Criteria
Coverage is subject to the specific terms of the member's benefit plan.
The use of emapalumab-lzsg (Gamifant) may be considered medically necessary when
ALL
of the following criteria are met:
-
The individual must meet FDA-approved label for use (e.g., use outside of studied population will be considered investigational);
and
-
Emapalumab-lzsg (Gamifant) must be prescribed by, or in consult with, a hematologist, oncologist, immunologist, or transplant specialist;
and
-
The individual has refractory, recurrent or progressive disease or intolerance with conventional hemophagocytic lymphohistiocytosis (HLH) therapy (i.e., etoposide + dexamethasone, cyclosporine A, or Anti-thymocyte globulin);
and
-
The individual must be a candidate for stem cell transplant;
and
-
Documentation must be submitted confirming the diagnosis, as evidenced by the following:
-
Confirmation of a gene mutation known to cause primary HLH (e.g., PRF1, UNC13D, STX11 RAB27A, STXBP2);
or
-
Confirmation of five (5) of the following clinical characteristics:
-
Fever greater than or equal to 101.3
o
F for over seven days
- Splenomegaly
-
Two of the following cytopenias in the peripheral blood:
- Hemoglobin less than 9 g/dL (or less than 10 g/dL in infants less than four (4) weeks of age)
- Platelet count less than 100,000/microL
- ANC less than 1000/microL
-
One of the following:
- Hypertriglyceridemia defined as fasting triglycerides greater than or equal to 265 mg/dL (2 mmol/L)
- Hypofibrinogenemia defined as fibrinogen less than or equal to 1.5 g/L
- Hemophagocytosis in bone marrow or spleen or lymph nodes with no evidence of malignancy
- Low or absent natural killer cell activity
- Ferritin greater than or equal to 500 mg/L
-
Soluble CD25 (i.e., soluble IL-2 receptor) greater than or equal to 2,400 U/mL;
and
- Emapalumab-lzsg (Gamifant) must be administered with dexamethasone as part of the induction or maintenance phase of stem cell transplant, which is to be discontinued at the initiation of conditioning for stem cell transplant.

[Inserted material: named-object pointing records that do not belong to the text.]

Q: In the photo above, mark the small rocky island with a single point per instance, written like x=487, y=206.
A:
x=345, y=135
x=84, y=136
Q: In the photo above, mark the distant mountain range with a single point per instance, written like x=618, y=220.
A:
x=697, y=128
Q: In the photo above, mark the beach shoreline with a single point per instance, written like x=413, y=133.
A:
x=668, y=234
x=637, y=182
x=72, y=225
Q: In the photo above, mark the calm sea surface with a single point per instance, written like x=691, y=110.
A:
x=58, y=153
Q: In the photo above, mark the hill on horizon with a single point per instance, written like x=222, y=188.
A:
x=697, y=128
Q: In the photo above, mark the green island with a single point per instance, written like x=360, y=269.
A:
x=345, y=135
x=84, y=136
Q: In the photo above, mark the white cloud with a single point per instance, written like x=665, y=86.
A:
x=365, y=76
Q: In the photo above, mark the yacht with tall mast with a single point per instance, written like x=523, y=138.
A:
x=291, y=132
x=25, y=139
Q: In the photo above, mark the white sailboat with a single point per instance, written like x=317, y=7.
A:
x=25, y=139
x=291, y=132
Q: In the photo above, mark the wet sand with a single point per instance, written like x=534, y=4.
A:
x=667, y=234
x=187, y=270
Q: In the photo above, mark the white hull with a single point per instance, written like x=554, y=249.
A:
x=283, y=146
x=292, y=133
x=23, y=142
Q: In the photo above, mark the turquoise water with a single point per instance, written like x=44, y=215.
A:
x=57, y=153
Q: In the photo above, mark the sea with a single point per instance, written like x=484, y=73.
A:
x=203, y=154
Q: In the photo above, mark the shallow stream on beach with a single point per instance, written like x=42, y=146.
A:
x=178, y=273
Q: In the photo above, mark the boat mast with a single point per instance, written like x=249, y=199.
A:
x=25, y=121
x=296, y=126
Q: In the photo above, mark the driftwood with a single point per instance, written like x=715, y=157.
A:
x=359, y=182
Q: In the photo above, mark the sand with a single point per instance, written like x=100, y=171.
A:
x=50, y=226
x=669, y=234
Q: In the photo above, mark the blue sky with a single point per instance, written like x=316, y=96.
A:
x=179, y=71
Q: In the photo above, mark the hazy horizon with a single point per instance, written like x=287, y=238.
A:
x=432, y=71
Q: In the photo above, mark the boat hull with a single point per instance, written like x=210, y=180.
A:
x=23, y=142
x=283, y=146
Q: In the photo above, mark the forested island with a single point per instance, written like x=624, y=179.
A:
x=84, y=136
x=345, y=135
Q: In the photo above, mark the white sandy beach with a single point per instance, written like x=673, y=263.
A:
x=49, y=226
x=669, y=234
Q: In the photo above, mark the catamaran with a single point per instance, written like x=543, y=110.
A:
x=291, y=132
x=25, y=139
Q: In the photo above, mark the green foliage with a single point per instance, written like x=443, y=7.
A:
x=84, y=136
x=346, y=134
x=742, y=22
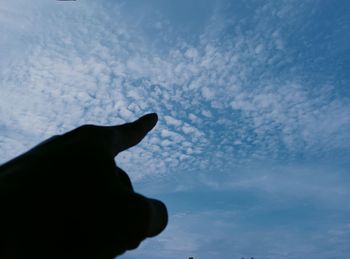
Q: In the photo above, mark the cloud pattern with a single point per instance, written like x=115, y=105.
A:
x=247, y=91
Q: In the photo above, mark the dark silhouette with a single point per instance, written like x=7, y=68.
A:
x=66, y=197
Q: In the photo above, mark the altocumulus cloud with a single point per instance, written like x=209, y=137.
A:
x=244, y=95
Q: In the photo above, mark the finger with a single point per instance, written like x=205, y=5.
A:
x=130, y=134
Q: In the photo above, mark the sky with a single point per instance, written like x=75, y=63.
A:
x=251, y=151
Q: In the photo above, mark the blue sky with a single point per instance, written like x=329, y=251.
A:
x=251, y=153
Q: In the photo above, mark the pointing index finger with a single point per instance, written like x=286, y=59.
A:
x=130, y=134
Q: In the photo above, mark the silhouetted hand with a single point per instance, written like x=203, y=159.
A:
x=66, y=198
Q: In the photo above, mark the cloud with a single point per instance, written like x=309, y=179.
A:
x=241, y=102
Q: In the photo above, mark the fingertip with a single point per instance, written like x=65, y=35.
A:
x=148, y=121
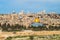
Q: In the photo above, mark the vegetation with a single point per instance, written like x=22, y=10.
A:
x=41, y=37
x=17, y=27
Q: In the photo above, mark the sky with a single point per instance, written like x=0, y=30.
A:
x=7, y=6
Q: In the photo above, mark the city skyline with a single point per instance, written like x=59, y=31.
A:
x=7, y=6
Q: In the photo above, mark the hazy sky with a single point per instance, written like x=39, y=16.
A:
x=7, y=6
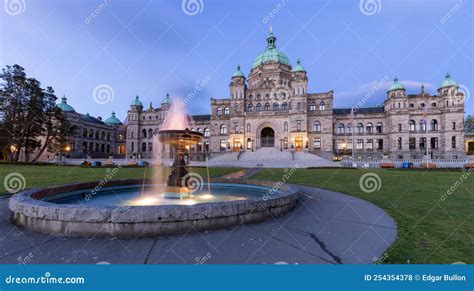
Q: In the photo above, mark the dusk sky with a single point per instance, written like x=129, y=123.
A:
x=149, y=48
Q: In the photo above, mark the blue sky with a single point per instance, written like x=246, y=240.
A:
x=150, y=47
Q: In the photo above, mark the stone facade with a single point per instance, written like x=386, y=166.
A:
x=272, y=108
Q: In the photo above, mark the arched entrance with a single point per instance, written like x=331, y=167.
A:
x=267, y=137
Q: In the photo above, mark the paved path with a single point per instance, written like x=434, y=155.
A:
x=326, y=227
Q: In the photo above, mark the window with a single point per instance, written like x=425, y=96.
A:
x=412, y=125
x=223, y=129
x=370, y=144
x=379, y=128
x=360, y=128
x=223, y=145
x=434, y=142
x=250, y=107
x=422, y=143
x=422, y=125
x=317, y=143
x=317, y=126
x=370, y=128
x=340, y=128
x=322, y=106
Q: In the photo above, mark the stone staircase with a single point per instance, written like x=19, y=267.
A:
x=271, y=158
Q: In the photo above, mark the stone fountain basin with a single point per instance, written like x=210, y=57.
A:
x=31, y=212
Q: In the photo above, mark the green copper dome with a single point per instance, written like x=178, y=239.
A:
x=448, y=82
x=64, y=106
x=298, y=67
x=396, y=85
x=137, y=102
x=238, y=73
x=271, y=54
x=112, y=120
x=166, y=100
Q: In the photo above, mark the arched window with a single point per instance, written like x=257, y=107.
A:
x=223, y=129
x=379, y=127
x=412, y=125
x=341, y=128
x=322, y=106
x=250, y=107
x=370, y=128
x=317, y=126
x=360, y=128
x=422, y=125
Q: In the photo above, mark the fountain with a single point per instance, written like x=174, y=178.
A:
x=147, y=207
x=179, y=140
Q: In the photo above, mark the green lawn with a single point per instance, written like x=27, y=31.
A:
x=36, y=176
x=430, y=230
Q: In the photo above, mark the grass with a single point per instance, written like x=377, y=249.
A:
x=48, y=175
x=431, y=230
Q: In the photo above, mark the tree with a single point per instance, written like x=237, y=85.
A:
x=31, y=119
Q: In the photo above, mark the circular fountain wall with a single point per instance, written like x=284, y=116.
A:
x=53, y=210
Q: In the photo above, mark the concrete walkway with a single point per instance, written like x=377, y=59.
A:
x=327, y=227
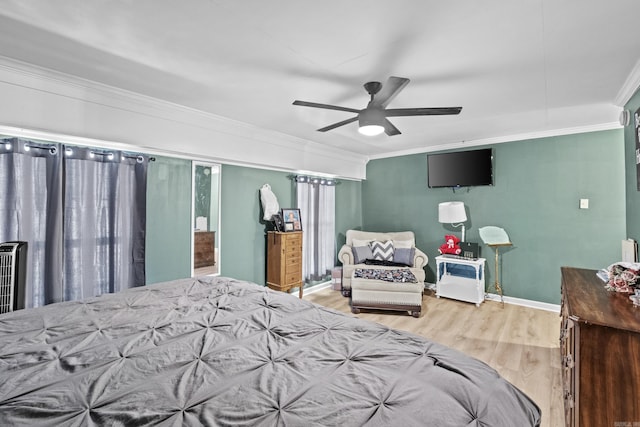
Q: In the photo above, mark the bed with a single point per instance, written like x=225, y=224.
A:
x=224, y=352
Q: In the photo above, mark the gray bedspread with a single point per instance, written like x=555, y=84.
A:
x=218, y=351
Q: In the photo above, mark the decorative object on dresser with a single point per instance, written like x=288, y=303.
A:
x=600, y=350
x=204, y=243
x=452, y=212
x=292, y=219
x=284, y=261
x=460, y=278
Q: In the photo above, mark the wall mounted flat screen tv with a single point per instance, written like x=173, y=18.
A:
x=460, y=168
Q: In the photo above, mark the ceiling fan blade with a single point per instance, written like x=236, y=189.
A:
x=325, y=106
x=335, y=125
x=390, y=129
x=389, y=90
x=436, y=111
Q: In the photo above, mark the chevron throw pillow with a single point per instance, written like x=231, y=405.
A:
x=382, y=251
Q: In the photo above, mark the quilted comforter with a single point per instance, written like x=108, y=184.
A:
x=218, y=351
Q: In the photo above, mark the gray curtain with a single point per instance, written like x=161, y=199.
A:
x=82, y=212
x=316, y=199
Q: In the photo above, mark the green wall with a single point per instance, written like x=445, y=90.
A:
x=168, y=235
x=348, y=210
x=243, y=245
x=535, y=198
x=633, y=196
x=242, y=234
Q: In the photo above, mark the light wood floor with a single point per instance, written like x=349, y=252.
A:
x=521, y=343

Initial Authorization: three (3)-months or up to the hematopoietic stem cell transplantation (HSCT) date
Reauthorization Criteria
Continuation of therapy with emapalumab-lzsg (Gamifant) may be considered medically necessary when the following is met:
- At least three (3) HLH abnormalities must be improved by at least 50% from baseline.
Continuation Authorization: three (3) months or up to the hematopoietic stem cell transplantation (HSCT) date
The use of emapalumab-lzsg (Gamifant) for all other indications not listed in this policy is considered experimental/investigational and therefore non-covered because the safety and/or effectiveness cannot be established by the available published peer-reviewed literature.